Activists, students and even common people are offering help to the students of Jamia Millia Islamia, after the police violence on Sunday
The police entered the campus of JMI on Sunday
The police entered the campus of JMI on Sunday

Ashraf Abidi has not rested since Sunday morning. Rest, is in fact, the last thing on this retired government employee's mind. He has to make sure that a Bangladeshi student of Jamia Millia Islamia gets back to Dhaka by this evening. He's arranging a cab for another student from Bijnor to get to the bus stand while consoling her parents back home. "A few students of Jamia were staying with me last night. If more students are in need of a place, my doors are always open for them," he says.

Abidi isn't scared of speaking up and isn't hesitant to extend help. In fact, he asks us, "Do you know anyone who needs help?"

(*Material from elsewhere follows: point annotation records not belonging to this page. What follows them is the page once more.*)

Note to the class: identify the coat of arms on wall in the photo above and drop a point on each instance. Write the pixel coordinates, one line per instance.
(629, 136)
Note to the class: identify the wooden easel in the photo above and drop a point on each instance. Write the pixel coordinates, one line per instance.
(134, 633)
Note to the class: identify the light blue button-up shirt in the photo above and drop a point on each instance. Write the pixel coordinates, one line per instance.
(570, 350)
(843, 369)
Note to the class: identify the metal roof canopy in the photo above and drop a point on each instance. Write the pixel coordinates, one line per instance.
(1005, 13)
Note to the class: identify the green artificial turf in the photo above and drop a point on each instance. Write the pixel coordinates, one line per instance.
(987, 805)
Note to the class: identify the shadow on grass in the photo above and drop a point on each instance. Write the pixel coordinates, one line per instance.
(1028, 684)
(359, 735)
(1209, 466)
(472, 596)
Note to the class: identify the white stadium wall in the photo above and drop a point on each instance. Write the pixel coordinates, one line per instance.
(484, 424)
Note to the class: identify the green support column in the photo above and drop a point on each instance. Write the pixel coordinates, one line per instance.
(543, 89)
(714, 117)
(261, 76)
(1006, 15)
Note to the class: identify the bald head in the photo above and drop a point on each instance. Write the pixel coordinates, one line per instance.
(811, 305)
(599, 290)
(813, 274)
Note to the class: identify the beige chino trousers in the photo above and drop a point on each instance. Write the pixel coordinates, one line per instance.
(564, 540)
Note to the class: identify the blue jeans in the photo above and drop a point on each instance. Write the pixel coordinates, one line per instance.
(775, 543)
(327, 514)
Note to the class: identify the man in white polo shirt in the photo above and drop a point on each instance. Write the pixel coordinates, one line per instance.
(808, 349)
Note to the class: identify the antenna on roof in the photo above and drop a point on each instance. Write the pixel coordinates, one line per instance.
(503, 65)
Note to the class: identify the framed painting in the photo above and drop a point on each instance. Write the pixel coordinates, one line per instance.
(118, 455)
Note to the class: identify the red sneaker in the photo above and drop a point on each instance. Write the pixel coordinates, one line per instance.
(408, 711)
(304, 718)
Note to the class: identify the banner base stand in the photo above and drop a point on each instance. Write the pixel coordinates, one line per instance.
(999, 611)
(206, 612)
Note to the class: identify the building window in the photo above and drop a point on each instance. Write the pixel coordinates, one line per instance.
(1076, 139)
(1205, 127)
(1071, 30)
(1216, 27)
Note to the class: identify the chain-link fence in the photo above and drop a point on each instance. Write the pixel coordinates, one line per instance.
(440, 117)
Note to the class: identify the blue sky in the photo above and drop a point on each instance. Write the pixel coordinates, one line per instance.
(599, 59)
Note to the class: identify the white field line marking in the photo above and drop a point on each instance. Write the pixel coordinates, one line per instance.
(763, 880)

Brave words resonate with a spirit that is quickly emerging in the embattled national capital. Social media has been flooded with messages from concerned citizens bravely putting out their addresses and phone numbers offering everything from a place to stay to whatever first aid is possible.


Abidi isn't alone. Not all doors in Delhi are closed. Even as an atmosphere of fear has come to prevail over the campus of Jamia Millia Islamia and neighborhoods around it, many students from nearby universities, activists and common people have come out into the open saying that they are always ready to provide refuge to the students of Jamia.

This also includes a lot of students of Jawaharlal Nehru University, where protests and an exam boycott about the proposed fee hike have been going on for the past couple of months. "It is difficult for them to come out of the area because of the curfew. But they must not forget that JNU is always open for them," says Apeksha Priyadarshini, a JNUSU Councillor. Is it possible for the JNU students to offer refuge in their university? Apeksha says, "An exam boycott is going on, but there's nothing happening in the JNU hostels. Also, the police won't do what they've done in AMU and Jamia here. They won't enter JNU without permission."

A group called Karwan-e-Mohabbat, which fights hate crimes and offers refuge to people is also active in helping the students. One of their founders, former IAS officer Harsh Mander was said to be there at the police stations late into the night, helping the detained students get bail. "We received his message saying that all of them got bail. We are also actively looking for SOS messages and to provide safe spaces to students in need," says Aamir Khan, a volunteer.